One of Southwest Wisconsin’s wineries is closing Friday.
Bauer–Kearns Winery, located opposite the west side of the Platteville Mound, was started by Ted and Helen Kearns more than a decade ago.
“My license expires on Friday, and they’ve made it so restrictive,” said Ted Kearns. “I’m tired of playing the game.”
The winery is offering 20 percent off orders through Friday. The winery also is selling its furnishings and some of its winemaking equipment, though the Kearnses plan to continue to make wine for their own use.
The winery had been for sale for more than a year, and the Kearnses had talked to potential buyers, but Ted said “as soon as they talked to the township they went away. It’s been a constant battle for 15 years. It’s too hard and life is too short. … I’m not going to miss the 12-hour days.”
“We had some fine young men working here,” said Helen Kearns. “We made some good friendships. … People would come here and buy cheese and drink wine outside, and they’d say come on over, and we had more fun.”
The winery’s closing ends a series of battles the Kearnses have had with the Town of Belmont. The most recent was the town’s refusal to issue the winery a beer license, even though the town had the authority to issue wine and beer licenses under chapter 125 of state statutes.
Ted Kearns said the town “would likely eliminate me from being able to sell anything other than wine. … They’ve interpreted that to be just wine only.
“We had a chance to be a real good business for Platteville, an attraction for people to come and even spend weekends, and the town does not want that.”
The Kearnses began growing grapes while Ted was finishing his 20 years working for the U.S. Department of Energy, which came after his 20 years in the U.S. Army as a helicopter pilot and commander of an assault helicopter company.
They moved back to Wisconsin in 1999, and five years later purchased winemaking equipment, the same year the property was oversprayed by a nearby farmer with 2,4-Dichlorophenoxyacetic acid, one of the world’s most common herbicides and pesticides, which nonetheless is harmful to grapes. Three years later, another overspray occurred.

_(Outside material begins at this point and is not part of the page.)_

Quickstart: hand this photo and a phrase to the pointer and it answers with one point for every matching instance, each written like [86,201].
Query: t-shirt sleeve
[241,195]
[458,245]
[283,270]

Kearns said the state Department of Agriculture, Trade and Consumer Protection failed to properly enforce federal law and “their own administrative rule. … The law says it can’t leave the premises.”
The Kearneses also battled Lafayette County after state law was changed to allow wine sales at county fairs. Ted Kearns said the county fair committee required him to get a wine license from the City of Darlington, even though the county fair is a county event, not a city event.
The winery produced 23 tons of grapes in 2012. Last year, it produced 5 tons of grapes last year.
“I haven’t made profits and showed losses every year” since 2012, he said. “I can’t find help to prune; I don’t have pruning done yet. I couldn’t get help for picking last year. Nobody wants to work anymore.”
Bauer–Kearns wines included Driftless White, which received a gold medal in the first International Cold Climate Wine Competition; Marechal Foch, the winery’s best-seller; Leaping Leon, made from a relative of the Marechal Foch grape; Corot Noir, from a New York grape; and Aviation Red, in memory of the members of the 57th Assault Helicopter Company who died in Vietnam.
The winery hosted Alice in Dairyland contestants when the event was held at UW–Platteville in 2012. It also hosted a national soil judging contest.
The winery participated in holiday-weekend tours of Southwest Wisconsin wineries until this year. However, the winery has been part of Harvest Hosts, in which winemakers and farmers host recreational vehicles for overnight visits. The winery has been visited by three this year, most recently by RV owners on their way from Missouri to the Wisconsin Dells, and that will continue.
“It is the best place in the world for supper clubs,” said Ted Kearns of Southwest Wisconsin. “It can be a destination.”
The Kearnses, who are 78, have travel plans, and besides that Ted said “There will be more than enough to do, because I can’t get help.” They traveled 4,700 miles in 11 days to California for a reunion of his helicopter company, “guys I haven’t seen in 50 years.”
Helen Kearns said she would be “working my yards, and in the winter quilting again, going to see our kids more often. We’re going to actually retire; can you believe that?”
The closing of the winery may not be the permanent end of the winery. The Kearns’ twin sons have expressed interest in coming back to Wisconsin after their retirements, though Ted said they “don’t really want to do a winery under these conditions. … It is the ag of the future since corn is now fuel.”